Lediglich direkt nach dem Krafttraining sollte man auf das Eisbad verzichten, da die Kälte die Adaption des Muskelwachstums hemmen könne. Dem Hobby-Kraftsportler rät er deswegen, nur an den Tagen in das kalte Bad zu steigen, an denen nicht trainiert wird.

„Wir wissen, dass es beim Eisbaden zu einer starken Freisetzung von Glückshormonen kommt, etwa Betaendorphinen und Serotonin, die das subjektive Wohlbefinden deutlich steigern“, sagt Hohenauer. Dies könne Stunden bis Tage anhalten.

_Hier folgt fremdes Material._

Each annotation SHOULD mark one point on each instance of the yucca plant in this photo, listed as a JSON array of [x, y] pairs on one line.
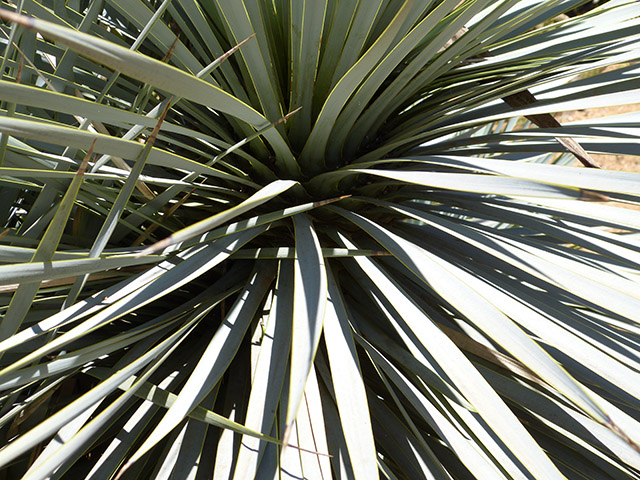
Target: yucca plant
[[318, 239]]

„Auch ist eine Verbesserung der Schlafqualität nachgewiesen“, sagt er, das Bad im kalten Wasser sorgt für einen tieferen Schlaf, wodurch man am nächsten Tag erholter ist. Dies hängt damit zusammen, dass es zu einer massiven Ausschüttung von Stresshormonen kommt – Adrenalin, Cortisol, aber auch Noradrenalin. Dies sorgt zunächst für eine starke Aktivierung des Körpers, die ein paar Stunden später wiederum zu Müdigkeit und einem entsprechend tiefen Schlaf führt. Dementsprechend sollte das Bad auch eher am Mittag oder späteren Nachmittag und nicht am Abend früh vor dem Schlafengehen durchgeführt werden, rät der Experte.

Zudem adaptiert der Körper: „Man empfindet die Kälte im Laufe der Zeit als weniger unangenehm und friert weniger“, sagt Hohenauer.

Und das Eisbad ist ein Training für die Gefäßmuskulatur und das Herz-Kreislaufsystem. Durch die Kälte zieht sich das Blut in den Körperkern zurück und als Reaktion darauf wird die Haut anschließend verstärkt durchblutet.

Oft liest man, dass das Bad im kalten Wasser auch das Immunsystem stärke, der Körper resistenter gegen Erreger und Bakterien werde. Das sei beim aktuellen Stand der Forschung aber noch hochspekulativ, sagt Hohenauer. „Es gibt Studien, die positive Auswirkungen auf das Immunsystem zeigen, und solche, die zeigen, dass es gar keinen Effekt auf das Immunsystem hat.“ Noch sei dieses Thema nicht ausreichend erforscht, um eindeutige Aussagen treffen zu können.